- Interactive map of the Lok Bhavan (Pachmarhi) area

General information
- Type: Summer residence
- Coordinates: 22°28′10″N 78°25′14″E﻿ / ﻿22.46944°N 78.42056°E
- Current tenants: Mangubhai Patel
- Construction started: 1887
- Cost: ₹91,344 (equivalent to ₹45 million or US$540,000 in 2023)
- Owner: Government of Madhya Pradesh

References
- Website

= Lok Bhavan, Pachmarhi =

 Lok Bhavan formerly Raj Bhavan (translation: Government House) of Pachmarhi is the Summer residence of the Governor of Madhya Pradesh Mangubhai Patel, It is located in the city of Pachmarhi, Madhya Pradesh.

==History==

Pachmarhi used to be the summer capital of Madhya Pradesh. In 1967 it served as the summer capital for the last time.

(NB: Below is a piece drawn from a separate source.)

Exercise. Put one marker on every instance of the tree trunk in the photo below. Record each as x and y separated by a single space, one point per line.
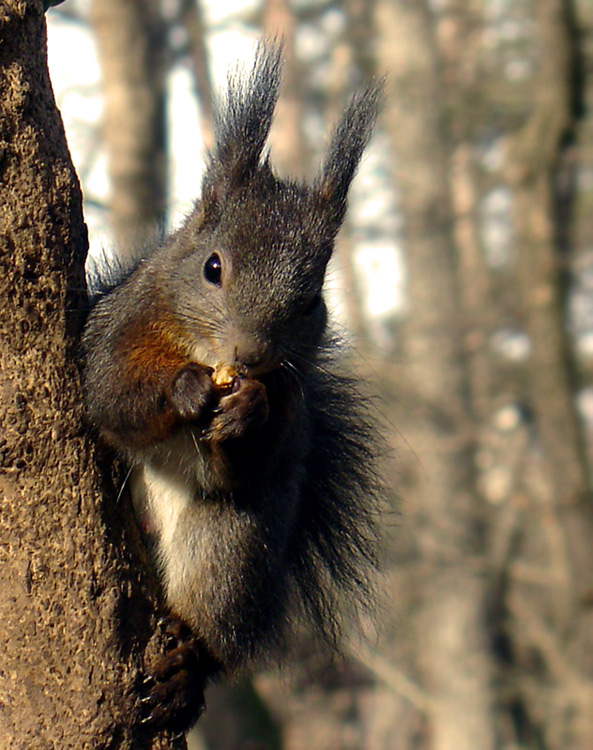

Having obtained the status of the summer capital, Pachmarhi has bungalows for the Chief Minister and other ministers too. As a logical extension, it also has a Raj Bhavan for the stay of the Governor.

==Building==

The Raj Bhavan was built in 1887, with total area 22.84 acre, with initial cost INR 91,344 and modification and renovation between 1933 and 1958; it cost Rs. 64,551. The Dance Hall was constructed in 1910–1911; it cost INR 20,770. Council Chamber was constructed in 1912 (now the Durbar Hall); it cost INR 14,392.

Apart from this, quarters for the Secretary, ADC and other staff members have been constructed in the Raj Bhavan campus.